1) requires all userland applications to be modified to scan either
   the physical topology if run on host, or the vtopology if run on
   guest to get the full benefit.

2) breaks across live migration if host physical topology changes

3) 1 small guest on a idle numa system that fits in one numa node will
   tell not enough information to the host kernel

4) if used outside of qemu and one threads allocates more memory than
   what fits in one node it won't tell enough info to the host kernel.

About 3): if you've just one guest that fits in one node, each vcpu
should be spread across all the nodes probably, and behave like
MADV_INTERLEAVE if the guest CPU scheduler migrate guests processes in
reverse, the global memory bandwidth will still be used full even if
they will both access remote memory. I've just seen benchmarks where
no pinning runs more than _twice_ as fast than pinning with just 1
guest and only 10 vcpu threads, probably because of that.

About 4): even if the thread scans the numa topology it won't be able
to tell tell enough info to the kernel to know which parts of the
memory may be used more or less (ok it may be possible to call mbind
and vary it at runtime but it adds even more complexity left to the
programmer).

If the vcpu is free to go in any node, and we've a automatic
vcpu<->memory affinity, then the memory will follow the vcpu.
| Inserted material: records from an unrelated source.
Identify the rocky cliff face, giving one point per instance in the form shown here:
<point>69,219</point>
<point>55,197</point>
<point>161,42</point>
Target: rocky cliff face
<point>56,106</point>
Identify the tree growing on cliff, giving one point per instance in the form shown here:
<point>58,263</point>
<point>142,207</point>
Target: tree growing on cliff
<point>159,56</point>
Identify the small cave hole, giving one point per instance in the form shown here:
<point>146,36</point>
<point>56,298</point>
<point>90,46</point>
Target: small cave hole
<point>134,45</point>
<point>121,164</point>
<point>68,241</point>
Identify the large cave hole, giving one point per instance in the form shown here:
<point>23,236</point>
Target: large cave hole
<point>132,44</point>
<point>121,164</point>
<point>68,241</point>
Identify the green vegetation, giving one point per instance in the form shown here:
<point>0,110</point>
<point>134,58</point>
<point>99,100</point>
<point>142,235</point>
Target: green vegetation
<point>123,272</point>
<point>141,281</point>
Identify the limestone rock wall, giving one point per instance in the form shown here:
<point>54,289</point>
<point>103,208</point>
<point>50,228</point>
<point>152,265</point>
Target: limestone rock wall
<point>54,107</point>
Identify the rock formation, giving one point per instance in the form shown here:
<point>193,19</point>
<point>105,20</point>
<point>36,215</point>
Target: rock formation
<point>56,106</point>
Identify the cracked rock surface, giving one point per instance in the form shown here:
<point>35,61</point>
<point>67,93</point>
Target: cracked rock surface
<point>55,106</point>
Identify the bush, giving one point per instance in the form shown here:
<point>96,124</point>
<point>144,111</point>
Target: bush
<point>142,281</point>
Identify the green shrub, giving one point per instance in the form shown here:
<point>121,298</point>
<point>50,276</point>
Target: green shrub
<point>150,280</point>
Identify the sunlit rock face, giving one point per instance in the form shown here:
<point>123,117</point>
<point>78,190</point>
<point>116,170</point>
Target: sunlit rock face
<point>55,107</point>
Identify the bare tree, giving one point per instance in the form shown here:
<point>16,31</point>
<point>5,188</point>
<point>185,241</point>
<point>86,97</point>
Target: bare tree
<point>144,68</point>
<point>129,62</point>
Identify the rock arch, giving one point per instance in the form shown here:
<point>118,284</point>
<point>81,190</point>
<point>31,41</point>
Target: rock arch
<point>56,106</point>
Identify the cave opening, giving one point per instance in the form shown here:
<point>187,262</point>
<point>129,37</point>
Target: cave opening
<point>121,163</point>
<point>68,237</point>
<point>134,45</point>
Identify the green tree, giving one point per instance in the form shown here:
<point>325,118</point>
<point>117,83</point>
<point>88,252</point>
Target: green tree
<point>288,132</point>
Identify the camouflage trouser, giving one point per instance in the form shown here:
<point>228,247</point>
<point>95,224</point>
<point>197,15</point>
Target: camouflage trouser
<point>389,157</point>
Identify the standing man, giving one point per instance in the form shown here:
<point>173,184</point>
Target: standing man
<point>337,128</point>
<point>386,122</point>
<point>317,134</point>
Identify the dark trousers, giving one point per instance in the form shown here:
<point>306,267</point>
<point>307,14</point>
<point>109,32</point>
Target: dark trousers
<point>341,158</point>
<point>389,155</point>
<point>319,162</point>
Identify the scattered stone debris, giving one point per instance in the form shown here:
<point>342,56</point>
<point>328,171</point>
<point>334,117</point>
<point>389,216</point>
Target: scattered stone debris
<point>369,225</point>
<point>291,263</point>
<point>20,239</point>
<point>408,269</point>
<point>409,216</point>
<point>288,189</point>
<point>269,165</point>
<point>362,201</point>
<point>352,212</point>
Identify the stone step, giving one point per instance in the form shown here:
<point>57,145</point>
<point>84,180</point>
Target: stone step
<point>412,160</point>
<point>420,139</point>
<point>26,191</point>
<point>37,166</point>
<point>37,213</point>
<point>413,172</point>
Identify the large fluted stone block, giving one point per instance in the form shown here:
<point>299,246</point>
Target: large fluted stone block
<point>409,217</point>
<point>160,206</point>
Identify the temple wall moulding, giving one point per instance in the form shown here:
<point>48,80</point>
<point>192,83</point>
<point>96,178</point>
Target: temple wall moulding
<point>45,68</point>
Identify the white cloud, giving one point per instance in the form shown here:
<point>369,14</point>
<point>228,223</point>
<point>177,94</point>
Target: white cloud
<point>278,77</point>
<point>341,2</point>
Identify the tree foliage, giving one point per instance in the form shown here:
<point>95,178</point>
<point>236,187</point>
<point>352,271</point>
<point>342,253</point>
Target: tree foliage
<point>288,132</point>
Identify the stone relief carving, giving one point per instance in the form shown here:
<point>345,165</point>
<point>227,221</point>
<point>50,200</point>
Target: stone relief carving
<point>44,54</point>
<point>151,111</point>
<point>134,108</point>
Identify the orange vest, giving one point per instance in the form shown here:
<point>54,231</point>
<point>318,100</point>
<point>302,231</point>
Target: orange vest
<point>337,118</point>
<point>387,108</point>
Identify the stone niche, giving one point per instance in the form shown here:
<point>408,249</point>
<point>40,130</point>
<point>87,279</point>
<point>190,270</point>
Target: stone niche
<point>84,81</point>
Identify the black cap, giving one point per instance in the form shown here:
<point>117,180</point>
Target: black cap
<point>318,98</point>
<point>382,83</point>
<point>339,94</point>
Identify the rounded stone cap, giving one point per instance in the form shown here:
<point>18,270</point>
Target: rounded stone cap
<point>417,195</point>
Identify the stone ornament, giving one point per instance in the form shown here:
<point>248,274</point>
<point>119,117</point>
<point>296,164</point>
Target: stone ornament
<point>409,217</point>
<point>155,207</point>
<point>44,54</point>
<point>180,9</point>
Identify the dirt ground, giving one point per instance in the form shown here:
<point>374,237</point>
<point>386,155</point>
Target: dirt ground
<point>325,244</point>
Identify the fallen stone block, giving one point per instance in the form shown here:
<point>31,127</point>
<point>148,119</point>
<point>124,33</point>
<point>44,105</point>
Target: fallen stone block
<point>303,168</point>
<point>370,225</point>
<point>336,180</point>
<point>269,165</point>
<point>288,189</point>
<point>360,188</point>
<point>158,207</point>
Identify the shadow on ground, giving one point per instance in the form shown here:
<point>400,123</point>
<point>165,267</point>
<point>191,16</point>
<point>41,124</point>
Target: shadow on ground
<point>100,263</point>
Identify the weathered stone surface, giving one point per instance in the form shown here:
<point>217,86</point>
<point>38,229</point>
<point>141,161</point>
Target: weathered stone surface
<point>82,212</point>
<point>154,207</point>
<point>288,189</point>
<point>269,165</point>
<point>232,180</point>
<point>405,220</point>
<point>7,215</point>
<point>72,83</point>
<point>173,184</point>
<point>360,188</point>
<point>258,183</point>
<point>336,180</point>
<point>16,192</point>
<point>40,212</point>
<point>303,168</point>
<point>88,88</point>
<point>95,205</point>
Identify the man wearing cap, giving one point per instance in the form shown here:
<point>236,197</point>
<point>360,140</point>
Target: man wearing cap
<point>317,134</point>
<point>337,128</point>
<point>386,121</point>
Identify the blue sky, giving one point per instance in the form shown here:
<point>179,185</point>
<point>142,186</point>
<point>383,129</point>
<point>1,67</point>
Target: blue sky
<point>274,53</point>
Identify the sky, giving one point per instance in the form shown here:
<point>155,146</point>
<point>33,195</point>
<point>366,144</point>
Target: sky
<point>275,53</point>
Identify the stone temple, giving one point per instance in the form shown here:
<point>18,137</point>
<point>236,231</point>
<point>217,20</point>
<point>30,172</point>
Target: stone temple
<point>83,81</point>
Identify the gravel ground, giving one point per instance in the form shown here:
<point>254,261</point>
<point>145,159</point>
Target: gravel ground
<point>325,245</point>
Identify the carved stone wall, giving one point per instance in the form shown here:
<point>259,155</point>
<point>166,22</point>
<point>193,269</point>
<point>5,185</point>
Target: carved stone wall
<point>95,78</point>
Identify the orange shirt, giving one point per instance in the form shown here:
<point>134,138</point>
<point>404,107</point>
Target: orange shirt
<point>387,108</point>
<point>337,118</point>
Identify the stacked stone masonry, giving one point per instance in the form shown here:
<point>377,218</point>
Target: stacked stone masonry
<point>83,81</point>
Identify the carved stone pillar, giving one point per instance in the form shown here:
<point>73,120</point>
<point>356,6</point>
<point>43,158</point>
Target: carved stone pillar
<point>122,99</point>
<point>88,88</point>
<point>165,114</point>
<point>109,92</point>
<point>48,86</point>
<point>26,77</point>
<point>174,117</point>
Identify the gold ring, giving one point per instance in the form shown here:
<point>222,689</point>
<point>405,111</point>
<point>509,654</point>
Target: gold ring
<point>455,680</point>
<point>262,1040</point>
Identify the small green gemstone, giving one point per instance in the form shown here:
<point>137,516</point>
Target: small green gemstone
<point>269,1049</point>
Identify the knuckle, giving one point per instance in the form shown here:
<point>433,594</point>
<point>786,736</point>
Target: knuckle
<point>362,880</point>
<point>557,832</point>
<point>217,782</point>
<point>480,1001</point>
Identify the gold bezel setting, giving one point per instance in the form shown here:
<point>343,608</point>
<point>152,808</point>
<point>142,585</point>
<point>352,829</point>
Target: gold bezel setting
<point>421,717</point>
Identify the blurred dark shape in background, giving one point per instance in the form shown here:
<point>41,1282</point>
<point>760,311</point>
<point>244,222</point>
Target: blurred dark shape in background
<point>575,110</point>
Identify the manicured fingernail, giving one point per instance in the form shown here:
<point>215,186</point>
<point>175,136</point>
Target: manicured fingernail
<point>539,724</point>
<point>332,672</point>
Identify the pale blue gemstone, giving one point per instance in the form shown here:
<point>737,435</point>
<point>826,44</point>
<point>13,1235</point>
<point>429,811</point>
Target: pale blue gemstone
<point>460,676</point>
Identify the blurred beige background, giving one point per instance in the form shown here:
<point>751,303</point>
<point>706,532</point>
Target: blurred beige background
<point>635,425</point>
And the
scheduler domains should already optimize for maxing out the full
memory bandwidth of all channels.

Trouble 1/2/3/4 applies to the hard bindings as well, not just to
mbind/tbin.

In short it's an incremental step that moves some logic to the kernel
but I don't see it solving all situations optimally and it shares a
lot of the limits of the hard bindings.